ABD ve Taliban barış anlaşmasında uzlaştı
ABD ve radikal İslamcı Taliban, Afganistan için bir barış anlaşmasının çerçevesi üzerinde anlaşmaya vardılar. Washington’dan yapılan açıklamalara göre anlaşma Taliban’ın ülkenin uluslararası terörist gruplar için bir sığınak olmayacağına dair verdiği sözün yanı sıra ABD’nin en kısa zamanda birliklerini ülkeden çekme planını da içeriyor. ABD için zafer mi, yenilgi mi?

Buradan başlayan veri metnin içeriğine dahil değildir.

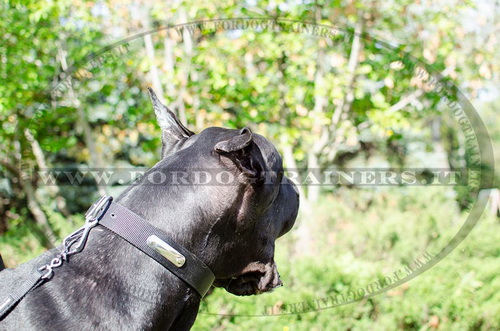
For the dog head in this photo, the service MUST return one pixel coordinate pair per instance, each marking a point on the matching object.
(248, 204)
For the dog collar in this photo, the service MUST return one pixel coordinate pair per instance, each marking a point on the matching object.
(136, 231)
(158, 245)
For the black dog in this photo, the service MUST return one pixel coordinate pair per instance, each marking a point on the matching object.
(230, 226)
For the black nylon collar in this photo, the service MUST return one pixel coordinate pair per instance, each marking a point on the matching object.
(136, 231)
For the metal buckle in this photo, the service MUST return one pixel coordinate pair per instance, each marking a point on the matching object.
(96, 211)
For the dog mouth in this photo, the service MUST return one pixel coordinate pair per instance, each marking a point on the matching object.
(256, 278)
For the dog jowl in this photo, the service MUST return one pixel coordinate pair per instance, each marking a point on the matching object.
(231, 227)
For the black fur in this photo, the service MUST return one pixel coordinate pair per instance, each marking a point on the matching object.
(111, 285)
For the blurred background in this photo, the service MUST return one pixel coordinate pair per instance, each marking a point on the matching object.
(346, 101)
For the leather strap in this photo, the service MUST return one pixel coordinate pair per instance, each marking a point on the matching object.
(136, 231)
(8, 302)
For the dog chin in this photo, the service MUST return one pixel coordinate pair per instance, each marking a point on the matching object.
(257, 278)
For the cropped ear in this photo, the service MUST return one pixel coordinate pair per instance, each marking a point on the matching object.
(242, 152)
(174, 133)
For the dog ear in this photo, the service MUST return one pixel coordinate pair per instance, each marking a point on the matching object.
(174, 133)
(242, 152)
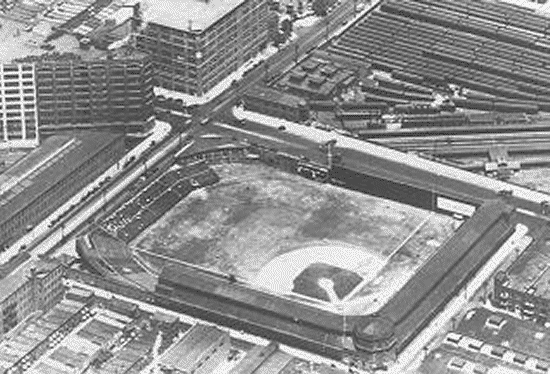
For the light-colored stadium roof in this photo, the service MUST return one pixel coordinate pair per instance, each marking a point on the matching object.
(180, 14)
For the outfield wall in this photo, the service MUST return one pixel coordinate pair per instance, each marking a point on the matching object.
(227, 302)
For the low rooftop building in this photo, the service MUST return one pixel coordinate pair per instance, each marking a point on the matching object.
(199, 351)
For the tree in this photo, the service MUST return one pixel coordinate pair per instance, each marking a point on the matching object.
(320, 7)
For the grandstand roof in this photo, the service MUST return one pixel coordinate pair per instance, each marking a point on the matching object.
(184, 14)
(191, 348)
(45, 166)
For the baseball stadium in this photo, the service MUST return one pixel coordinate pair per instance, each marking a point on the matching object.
(322, 259)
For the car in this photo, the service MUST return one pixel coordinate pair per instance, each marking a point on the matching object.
(506, 192)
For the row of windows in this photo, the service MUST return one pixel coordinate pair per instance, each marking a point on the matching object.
(11, 69)
(18, 83)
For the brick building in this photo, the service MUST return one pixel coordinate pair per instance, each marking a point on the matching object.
(94, 93)
(199, 351)
(276, 104)
(37, 185)
(36, 285)
(18, 117)
(196, 44)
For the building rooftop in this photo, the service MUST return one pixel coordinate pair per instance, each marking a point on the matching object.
(191, 347)
(499, 329)
(48, 164)
(16, 279)
(275, 96)
(192, 15)
(531, 272)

İyi şeyler adına yapılan savaşların zamanı geçti
Corriere della Sera köşe yazarı Paolo Mieli'nin çıkardığı acı sonuç, Amerika'nın dünyanın jandarması olarak yaşadığı kim bilir kaçıncı yenilgiden sonra bir kez daha geri çekildiği yönünde:
“ ABD yine bir savaş kaybetti ve bir zamanlar sözümona düşman ilan ettiklerini ve asla işbirliği yapmayacağını söyledikleri tarafı savaşın galibi ilan etti. Aynı şey 1970'lerin ortalarında Vietnam'da yaşandı, sonrasında da defalarca tekrarlandı. ... Bir ülkeyi nasıl yeniden inşa edeceğiniz hakkında hiçbir fikriniz yoksa ve ardınızda binlerce ölü ve bölge halkının size olan nefretini bırakarak, hiçbir şey inşa etmeden geri çekileceğiniz baştan belliyse iyi bir şeyler adına silah kullanmayı kökten gözden geçirmenin zamanı gelmiş demektir. Her ne kadar kağıt üzerinde asil bir amacınız olsa da.”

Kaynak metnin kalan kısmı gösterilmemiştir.